The FDA said one of the most recent Trasylol studies, known as the I3 drug-safety study, shows Trasylol is associated with an increased risk of “death, renal [kidney] failure, heart failure and stroke.”


George Shashaty, a medical officer in the FDA’s division of medical imaging and hematology products, told the panel that the benefit of Trasylol is that the drug has been shown to reduce blood loss during surgery and to reduce the need for blood transfusions.


In December, the FDA updated its strictest black-box warning on Trasylol, stating that it could increase risk of kidney damage and that it should be used only in certain situations in which patients are at an increased risk for blood loss during heart-bypass surgery.


That decision followed an FDA panel meeting in September of last year.


The I3 drug report has been an issue because Bayer had the preliminary results in hand before the panel meeting last year but didn’t give the results to the agency until after that meeting.

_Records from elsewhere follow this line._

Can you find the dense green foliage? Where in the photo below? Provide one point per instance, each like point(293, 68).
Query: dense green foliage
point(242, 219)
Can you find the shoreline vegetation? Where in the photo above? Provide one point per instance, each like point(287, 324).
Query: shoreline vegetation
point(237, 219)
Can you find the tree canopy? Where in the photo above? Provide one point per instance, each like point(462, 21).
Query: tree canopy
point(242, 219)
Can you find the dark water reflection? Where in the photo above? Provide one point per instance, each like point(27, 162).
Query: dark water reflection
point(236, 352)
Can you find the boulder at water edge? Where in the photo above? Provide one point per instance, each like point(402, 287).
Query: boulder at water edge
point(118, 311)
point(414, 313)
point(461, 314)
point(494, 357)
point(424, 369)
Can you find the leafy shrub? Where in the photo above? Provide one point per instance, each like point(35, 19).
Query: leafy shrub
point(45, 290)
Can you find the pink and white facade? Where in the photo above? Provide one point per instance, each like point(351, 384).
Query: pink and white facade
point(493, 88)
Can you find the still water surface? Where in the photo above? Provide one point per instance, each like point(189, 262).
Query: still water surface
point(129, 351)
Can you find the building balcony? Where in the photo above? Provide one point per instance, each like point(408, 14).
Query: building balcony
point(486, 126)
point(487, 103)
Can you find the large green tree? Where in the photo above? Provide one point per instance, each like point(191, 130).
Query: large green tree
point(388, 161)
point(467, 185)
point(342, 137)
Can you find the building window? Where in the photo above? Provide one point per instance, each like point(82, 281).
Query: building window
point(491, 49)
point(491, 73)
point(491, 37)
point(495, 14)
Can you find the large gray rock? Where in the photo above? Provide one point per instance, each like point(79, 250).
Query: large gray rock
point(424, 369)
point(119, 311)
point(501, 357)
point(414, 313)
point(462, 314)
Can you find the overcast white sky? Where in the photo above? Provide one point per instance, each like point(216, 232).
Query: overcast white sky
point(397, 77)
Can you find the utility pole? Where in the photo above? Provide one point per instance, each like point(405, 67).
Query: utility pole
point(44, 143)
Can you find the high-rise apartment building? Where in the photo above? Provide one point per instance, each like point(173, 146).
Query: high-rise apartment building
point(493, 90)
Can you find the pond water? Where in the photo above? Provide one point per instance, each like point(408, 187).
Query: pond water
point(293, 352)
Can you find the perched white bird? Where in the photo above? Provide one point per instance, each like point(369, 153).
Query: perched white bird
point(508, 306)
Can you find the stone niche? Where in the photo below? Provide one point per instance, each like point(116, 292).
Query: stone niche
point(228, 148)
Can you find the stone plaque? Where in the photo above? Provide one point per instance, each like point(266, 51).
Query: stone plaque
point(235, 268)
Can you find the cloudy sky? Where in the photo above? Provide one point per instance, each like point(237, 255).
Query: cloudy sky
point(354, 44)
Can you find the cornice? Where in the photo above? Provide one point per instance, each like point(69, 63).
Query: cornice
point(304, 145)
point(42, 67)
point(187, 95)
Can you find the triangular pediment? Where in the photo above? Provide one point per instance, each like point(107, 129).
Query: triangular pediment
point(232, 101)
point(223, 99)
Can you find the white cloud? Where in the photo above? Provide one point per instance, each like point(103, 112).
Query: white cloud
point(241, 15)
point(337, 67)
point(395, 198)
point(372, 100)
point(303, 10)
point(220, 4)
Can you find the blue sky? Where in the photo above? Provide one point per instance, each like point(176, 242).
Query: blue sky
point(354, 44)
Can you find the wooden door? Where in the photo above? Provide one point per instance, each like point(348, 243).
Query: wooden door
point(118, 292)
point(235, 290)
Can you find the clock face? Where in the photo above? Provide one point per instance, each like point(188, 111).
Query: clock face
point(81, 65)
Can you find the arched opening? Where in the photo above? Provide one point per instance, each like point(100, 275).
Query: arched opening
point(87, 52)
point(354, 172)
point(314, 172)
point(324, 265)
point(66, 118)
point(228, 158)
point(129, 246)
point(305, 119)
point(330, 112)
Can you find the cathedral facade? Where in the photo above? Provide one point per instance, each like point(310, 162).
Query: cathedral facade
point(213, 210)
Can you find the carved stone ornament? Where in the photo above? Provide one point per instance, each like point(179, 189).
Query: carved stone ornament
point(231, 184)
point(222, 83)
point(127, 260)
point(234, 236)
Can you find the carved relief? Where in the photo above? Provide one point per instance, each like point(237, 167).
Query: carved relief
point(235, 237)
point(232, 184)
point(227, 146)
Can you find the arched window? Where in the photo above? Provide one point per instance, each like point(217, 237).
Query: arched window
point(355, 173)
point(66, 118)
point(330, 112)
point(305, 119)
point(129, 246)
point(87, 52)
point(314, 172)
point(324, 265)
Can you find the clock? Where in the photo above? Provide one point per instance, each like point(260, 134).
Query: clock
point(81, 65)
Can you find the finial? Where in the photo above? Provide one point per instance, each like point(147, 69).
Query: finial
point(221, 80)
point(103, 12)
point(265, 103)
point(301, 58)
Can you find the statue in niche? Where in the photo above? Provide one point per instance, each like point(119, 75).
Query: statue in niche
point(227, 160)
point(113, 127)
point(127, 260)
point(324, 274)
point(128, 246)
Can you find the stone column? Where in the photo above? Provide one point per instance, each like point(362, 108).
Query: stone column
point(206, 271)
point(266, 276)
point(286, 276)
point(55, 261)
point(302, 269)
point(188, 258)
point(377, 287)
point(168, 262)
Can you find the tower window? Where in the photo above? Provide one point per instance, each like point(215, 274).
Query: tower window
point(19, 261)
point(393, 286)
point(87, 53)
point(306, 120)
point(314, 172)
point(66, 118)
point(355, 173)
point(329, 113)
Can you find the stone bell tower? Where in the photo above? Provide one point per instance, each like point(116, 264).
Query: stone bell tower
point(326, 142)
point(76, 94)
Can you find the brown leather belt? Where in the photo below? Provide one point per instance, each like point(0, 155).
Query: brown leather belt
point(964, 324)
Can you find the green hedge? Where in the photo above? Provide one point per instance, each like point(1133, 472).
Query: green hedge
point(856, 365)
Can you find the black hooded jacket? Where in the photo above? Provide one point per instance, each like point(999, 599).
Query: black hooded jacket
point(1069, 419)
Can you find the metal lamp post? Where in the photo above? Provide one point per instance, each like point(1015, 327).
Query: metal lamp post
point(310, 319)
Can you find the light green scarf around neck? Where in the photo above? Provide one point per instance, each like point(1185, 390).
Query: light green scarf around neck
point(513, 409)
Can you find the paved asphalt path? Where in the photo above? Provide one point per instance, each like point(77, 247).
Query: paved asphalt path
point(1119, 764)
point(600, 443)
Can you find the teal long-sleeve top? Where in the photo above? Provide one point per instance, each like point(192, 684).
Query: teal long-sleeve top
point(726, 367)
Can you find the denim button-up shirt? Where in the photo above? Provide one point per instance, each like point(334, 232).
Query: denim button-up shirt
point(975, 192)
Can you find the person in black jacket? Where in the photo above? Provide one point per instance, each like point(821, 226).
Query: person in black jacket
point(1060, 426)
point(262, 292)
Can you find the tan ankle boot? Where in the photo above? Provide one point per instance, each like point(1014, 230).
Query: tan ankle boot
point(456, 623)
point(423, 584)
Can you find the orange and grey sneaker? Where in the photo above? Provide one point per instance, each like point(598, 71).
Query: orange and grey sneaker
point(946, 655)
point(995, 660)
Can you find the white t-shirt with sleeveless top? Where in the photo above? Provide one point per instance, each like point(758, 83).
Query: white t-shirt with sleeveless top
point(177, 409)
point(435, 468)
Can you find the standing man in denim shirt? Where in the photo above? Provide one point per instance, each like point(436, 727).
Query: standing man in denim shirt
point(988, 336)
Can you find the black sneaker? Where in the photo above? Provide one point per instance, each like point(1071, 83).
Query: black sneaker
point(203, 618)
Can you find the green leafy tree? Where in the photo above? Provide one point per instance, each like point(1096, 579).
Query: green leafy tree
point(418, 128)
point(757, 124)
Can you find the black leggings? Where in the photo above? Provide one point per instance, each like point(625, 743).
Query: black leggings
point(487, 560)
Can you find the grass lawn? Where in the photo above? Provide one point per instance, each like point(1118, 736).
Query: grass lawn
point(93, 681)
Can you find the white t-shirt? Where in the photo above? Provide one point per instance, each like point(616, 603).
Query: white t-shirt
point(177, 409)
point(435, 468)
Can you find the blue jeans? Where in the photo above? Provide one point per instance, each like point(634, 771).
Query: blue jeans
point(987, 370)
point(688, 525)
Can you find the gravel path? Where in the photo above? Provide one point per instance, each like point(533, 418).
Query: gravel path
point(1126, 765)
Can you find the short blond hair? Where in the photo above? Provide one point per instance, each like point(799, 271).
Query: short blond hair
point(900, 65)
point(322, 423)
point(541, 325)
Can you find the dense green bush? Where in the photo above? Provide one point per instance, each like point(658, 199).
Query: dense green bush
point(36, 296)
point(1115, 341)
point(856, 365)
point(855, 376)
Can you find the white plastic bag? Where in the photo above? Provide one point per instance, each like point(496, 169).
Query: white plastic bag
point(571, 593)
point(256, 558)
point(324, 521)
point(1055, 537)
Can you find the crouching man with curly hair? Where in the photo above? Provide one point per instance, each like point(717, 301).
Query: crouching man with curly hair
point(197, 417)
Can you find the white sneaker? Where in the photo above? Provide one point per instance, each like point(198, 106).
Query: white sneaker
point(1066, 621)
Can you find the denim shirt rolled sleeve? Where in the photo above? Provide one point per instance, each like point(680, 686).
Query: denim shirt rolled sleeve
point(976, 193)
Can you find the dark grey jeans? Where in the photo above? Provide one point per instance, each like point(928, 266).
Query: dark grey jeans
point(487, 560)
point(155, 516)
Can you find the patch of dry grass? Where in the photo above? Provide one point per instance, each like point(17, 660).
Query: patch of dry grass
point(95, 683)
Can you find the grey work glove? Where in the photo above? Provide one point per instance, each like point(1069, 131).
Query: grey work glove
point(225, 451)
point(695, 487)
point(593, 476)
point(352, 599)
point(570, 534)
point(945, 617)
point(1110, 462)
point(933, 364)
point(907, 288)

Bayer has said that it didn’t intentionally keep the results from the panel and that senior management wasn’t told the report was ready until after the FDA panel met.


Preliminary results from the I3 drug study found that Trasylol increased the risk of death by 54%, the FDA said.


But the agency said that study alone shouldn’t be used to determine whether the use of Trasylol is safe because the report was an observational study that looked at outcomes of patients undergoing heart-bypass surgery in hospital databases rather than being a controlled clinical study designed to specifically look at mortality and other safety questions.


The agency said Bayer recently submitted final results of the I3 study, and an agency review of those results is continuing.


Earlier this year, another study, published in the Journal of the American Medical Association, suggested that the drug increased the risk of death by about 50% for a certain group of patients.


That study was a follow-up to one of the 2006 studies that showed a doubling of kidney failure among patients receiving Trasylol.


Bayer said it did appear that the drug was associated with “renal dysfunction,” or kidney problems, but added the product didn’t appear to be associated with an increased risk of death, kidney failure or cardiovascular problems.


Pamela Cyrus, Bayer Pharmaceuticals vice president of U.S. medical affairs, said Trasylol “provides important benefits” for patients undergoing heart-bypass surgery and said the company is “convinced the benefits” of the drug outweigh the risks.